Michigan State University received a 2023 Responsible Computing Challenge Award for $150,000 from the Mozilla Foundation to center African perspectives in technology course/curriculum redesign.
The 12-month project, “Reimagining Information Communication Technology and Development (ICTD): Developing and Implementing an African-Informed Approach to Global Technology Design,” is led by Susan Wyche, Associate Professor in the Department of Media and Information, and Jonathan Choti, Associate Professor in the Department of Linguistics, Languages, and Cultures.
Their project aims to bridge the gap between technology design and humanities by encouraging critical thinking, reflection on cultural biases, and the establishment of a unique Technologists-In-Residence Program (TIR) that will build upon MSU’s longstanding relationship with faculty and students at Kenya’s Egerton University.

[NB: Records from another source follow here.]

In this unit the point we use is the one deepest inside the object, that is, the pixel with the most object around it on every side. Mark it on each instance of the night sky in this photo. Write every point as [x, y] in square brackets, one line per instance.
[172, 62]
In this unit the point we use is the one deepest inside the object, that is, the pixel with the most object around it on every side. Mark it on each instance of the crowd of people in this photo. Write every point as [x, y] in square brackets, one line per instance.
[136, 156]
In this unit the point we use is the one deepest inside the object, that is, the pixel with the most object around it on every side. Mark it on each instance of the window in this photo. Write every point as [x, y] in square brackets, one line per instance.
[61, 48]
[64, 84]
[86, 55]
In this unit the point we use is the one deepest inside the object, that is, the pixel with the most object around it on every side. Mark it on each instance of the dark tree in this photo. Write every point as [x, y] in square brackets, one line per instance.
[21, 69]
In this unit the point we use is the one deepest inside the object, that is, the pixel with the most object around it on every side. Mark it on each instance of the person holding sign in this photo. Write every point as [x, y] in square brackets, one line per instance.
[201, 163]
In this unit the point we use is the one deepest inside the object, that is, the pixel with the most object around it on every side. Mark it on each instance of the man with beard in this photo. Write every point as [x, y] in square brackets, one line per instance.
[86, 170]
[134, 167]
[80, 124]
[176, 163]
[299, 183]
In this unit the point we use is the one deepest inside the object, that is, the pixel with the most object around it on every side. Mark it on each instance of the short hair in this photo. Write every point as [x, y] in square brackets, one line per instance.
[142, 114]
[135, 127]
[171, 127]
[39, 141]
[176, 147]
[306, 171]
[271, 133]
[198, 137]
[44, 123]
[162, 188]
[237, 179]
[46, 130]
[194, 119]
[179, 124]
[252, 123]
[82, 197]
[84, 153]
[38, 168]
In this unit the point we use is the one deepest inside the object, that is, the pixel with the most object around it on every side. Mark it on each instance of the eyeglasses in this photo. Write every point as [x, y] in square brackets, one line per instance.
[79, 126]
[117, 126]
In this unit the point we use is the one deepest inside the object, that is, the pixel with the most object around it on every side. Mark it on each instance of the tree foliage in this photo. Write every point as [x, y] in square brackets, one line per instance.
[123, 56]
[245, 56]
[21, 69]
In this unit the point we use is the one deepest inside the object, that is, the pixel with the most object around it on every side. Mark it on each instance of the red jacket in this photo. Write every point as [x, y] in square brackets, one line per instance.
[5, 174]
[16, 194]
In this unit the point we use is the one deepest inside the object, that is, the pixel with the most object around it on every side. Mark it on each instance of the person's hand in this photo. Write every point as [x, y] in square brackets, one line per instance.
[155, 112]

Closely aligned with MSU’s broader DEI, global impact, and digital innovation initiatives, Wyche and Choti seek to redefine how ICTD is taught and practiced — with a focus on interdisciplinary teaching, project-based learning, and cross-cultural collaboration.

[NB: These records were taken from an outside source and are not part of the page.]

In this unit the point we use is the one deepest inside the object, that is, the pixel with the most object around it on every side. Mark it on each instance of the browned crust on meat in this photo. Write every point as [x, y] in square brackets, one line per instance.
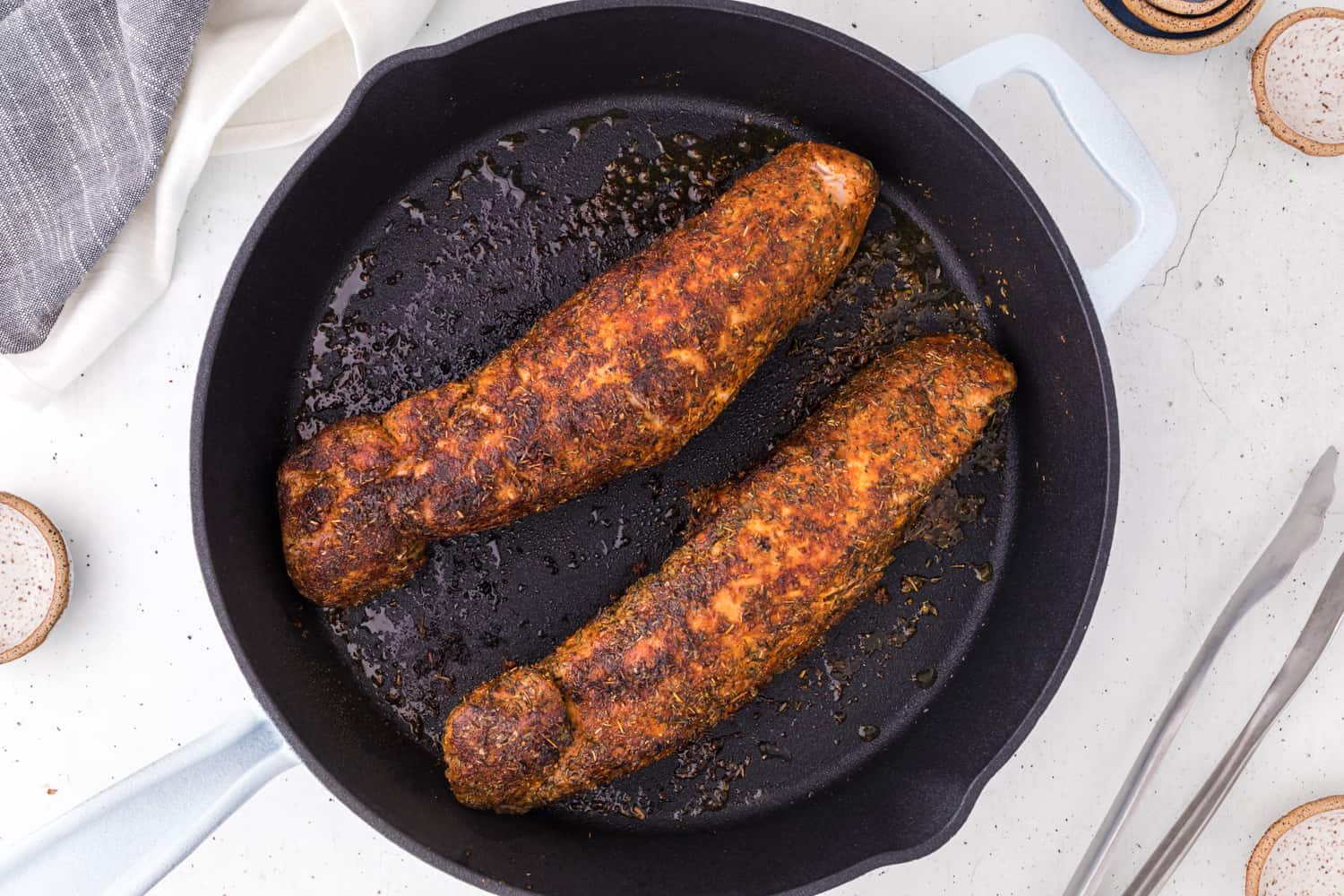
[787, 552]
[616, 379]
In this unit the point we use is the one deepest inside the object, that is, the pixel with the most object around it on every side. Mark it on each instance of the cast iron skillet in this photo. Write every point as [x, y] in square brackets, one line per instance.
[395, 255]
[835, 809]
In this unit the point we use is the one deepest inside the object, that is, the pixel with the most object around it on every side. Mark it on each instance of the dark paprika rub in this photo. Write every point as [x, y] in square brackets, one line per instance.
[616, 379]
[785, 552]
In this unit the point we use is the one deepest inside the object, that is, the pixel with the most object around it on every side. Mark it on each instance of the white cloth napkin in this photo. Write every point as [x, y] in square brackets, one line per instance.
[265, 73]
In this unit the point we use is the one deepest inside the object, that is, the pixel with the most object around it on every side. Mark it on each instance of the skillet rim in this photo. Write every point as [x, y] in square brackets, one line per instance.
[844, 43]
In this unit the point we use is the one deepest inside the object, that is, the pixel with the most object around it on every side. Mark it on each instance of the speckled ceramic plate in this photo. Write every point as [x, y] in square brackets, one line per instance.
[1179, 24]
[1263, 105]
[61, 587]
[1139, 34]
[1255, 866]
[1188, 7]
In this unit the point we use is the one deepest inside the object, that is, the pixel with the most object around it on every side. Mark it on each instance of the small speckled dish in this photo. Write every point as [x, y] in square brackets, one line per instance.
[1297, 75]
[1171, 23]
[1303, 852]
[1188, 7]
[59, 583]
[1142, 35]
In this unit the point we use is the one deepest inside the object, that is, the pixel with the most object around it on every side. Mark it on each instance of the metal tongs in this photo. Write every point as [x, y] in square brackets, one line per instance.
[1298, 532]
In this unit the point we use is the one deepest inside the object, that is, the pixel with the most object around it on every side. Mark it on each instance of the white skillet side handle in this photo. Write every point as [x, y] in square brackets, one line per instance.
[124, 840]
[1104, 132]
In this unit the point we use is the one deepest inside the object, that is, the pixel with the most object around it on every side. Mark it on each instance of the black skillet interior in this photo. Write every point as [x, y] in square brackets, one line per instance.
[470, 187]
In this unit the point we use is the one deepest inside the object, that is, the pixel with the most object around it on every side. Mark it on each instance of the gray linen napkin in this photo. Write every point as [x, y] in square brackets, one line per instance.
[88, 89]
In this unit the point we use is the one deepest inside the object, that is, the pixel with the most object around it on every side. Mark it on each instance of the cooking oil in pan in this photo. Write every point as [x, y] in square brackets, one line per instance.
[460, 265]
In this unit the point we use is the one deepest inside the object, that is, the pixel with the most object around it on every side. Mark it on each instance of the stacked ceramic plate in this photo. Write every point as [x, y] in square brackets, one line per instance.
[1175, 26]
[1297, 75]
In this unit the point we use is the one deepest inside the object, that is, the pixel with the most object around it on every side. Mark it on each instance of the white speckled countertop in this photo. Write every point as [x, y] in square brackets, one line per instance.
[1228, 370]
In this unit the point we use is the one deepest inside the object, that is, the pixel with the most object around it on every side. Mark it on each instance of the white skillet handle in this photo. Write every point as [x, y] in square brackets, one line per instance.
[124, 840]
[1104, 132]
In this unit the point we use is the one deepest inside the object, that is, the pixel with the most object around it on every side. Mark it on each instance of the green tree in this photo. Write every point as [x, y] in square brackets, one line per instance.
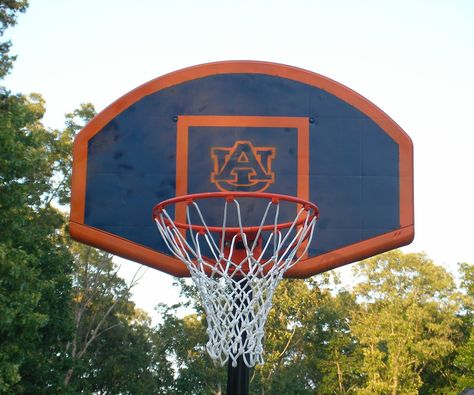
[35, 263]
[113, 349]
[464, 360]
[406, 320]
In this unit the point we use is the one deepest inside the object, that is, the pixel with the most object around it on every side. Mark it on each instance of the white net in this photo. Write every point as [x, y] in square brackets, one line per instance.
[237, 270]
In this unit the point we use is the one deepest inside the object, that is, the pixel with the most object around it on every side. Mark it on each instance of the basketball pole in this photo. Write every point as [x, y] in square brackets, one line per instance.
[238, 378]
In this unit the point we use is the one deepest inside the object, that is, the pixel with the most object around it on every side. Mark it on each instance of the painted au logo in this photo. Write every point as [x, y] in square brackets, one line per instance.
[242, 167]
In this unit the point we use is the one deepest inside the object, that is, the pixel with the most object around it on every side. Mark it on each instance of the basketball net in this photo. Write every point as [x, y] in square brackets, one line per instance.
[238, 276]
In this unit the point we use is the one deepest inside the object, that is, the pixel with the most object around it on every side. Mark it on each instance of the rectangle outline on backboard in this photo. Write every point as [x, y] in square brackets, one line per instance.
[187, 121]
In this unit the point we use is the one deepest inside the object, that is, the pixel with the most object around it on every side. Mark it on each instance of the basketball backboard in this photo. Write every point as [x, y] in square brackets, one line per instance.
[244, 126]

Radically Interdisciplinary Teaching
Wyche, whose research is centered in the ICTD space, also teaches courses on prototyping and qualitative methods in the College of Communication Arts and Sciences. She has studied technology use and design in Kenya for more than 15 years. Choti is an accomplished African studies scholar and linguist in the College of Arts & Letters. Together, they will redesign and co-teach the ICTD Project capstone course during the Spring 2024 semester.
Their combined experience, both in their respective fields and in developing interdisciplinary courses, will be strengths in leading the necessary intervention of ICTD curricula.
“Africa’s role in the world today is partially, if not wholly, linked to the economic inequalities in the world that disadvantage Africa: (neo)colonization, slave trade, religious and linguistic dominance, and the devaluation of African currencies.”Dr. Jonathan Choti
“Courses aimed at designing technology for developing countries tend to reproduce a narrative that Africans are technologically backwards, lack innovation, and only use technology and do not develop it,” Wyche said. “A goal of our course is to demonstrate to students that this approach is a myth — in fact, Africa is a site of technological innovation.”
Choti’s background will help emphasize African issues, ideas, perspectives, processes, and influence in international interactions (especially regarding innovation and ICTD) through the arts and humanities.
“Africa’s role in the world today is partially, if not wholly, linked to the economic inequalities in the world that disadvantage Africa: (neo)colonization, slave trade, religious and linguistic dominance, and the devaluation of African currencies,” Choti explained.
The course will encourage students to learn more about African societies, history, and cultures — while engaging critically with their own — to develop a more global understanding of technology usage.
“Students will use a ‘Human-Centered Design’ framework when developing their technology ideas,” Wyche said. “HCD is a highly interdisciplinary design approach that will empower students to think about how the social and political context of computing can inform design.”
Both Wyche and Choti are affiliated with MSU’s African Studies Center, home to more than 100 core faculty from more than 40 different disciplines.
“MSU is an ideal place to do this work,” Wyche said. “The university is widely considered a leader in Africa-related research.”
More than that, students will have unprecedented opportunities for cross-cultural collaboration.
“MSU students will learn from the lived experience and perspectives of Kenyan students regarding technology design,” Choti said. “Kenyan students will experience the curriculum of a U.S. university and learn about pedagogy and project design by students in a Media and Information course.”
“MSU is an ideal place to do this work. The university is widely considered a leader in Africa-related research.”Dr. Susan Wyche
The TIR program is a natural extension of Michigan State University’s other programs that support collaboration with African scholars. The project is expected to have a profound impact on students, challenging stereotypes and broadening their perspectives on technology and innovation in Africa.
Students from all majors are welcome to enroll in the course, which will conclude with a campus-wide event showcasing the students’ projects. Interested students are encouraged to reach out to Wyche and Choti prior to 2024 course enrollment.
By offering a model for other institutions to follow, Wyche and Choti hope that more programs will ensure diverse perspectives are centered in technology design.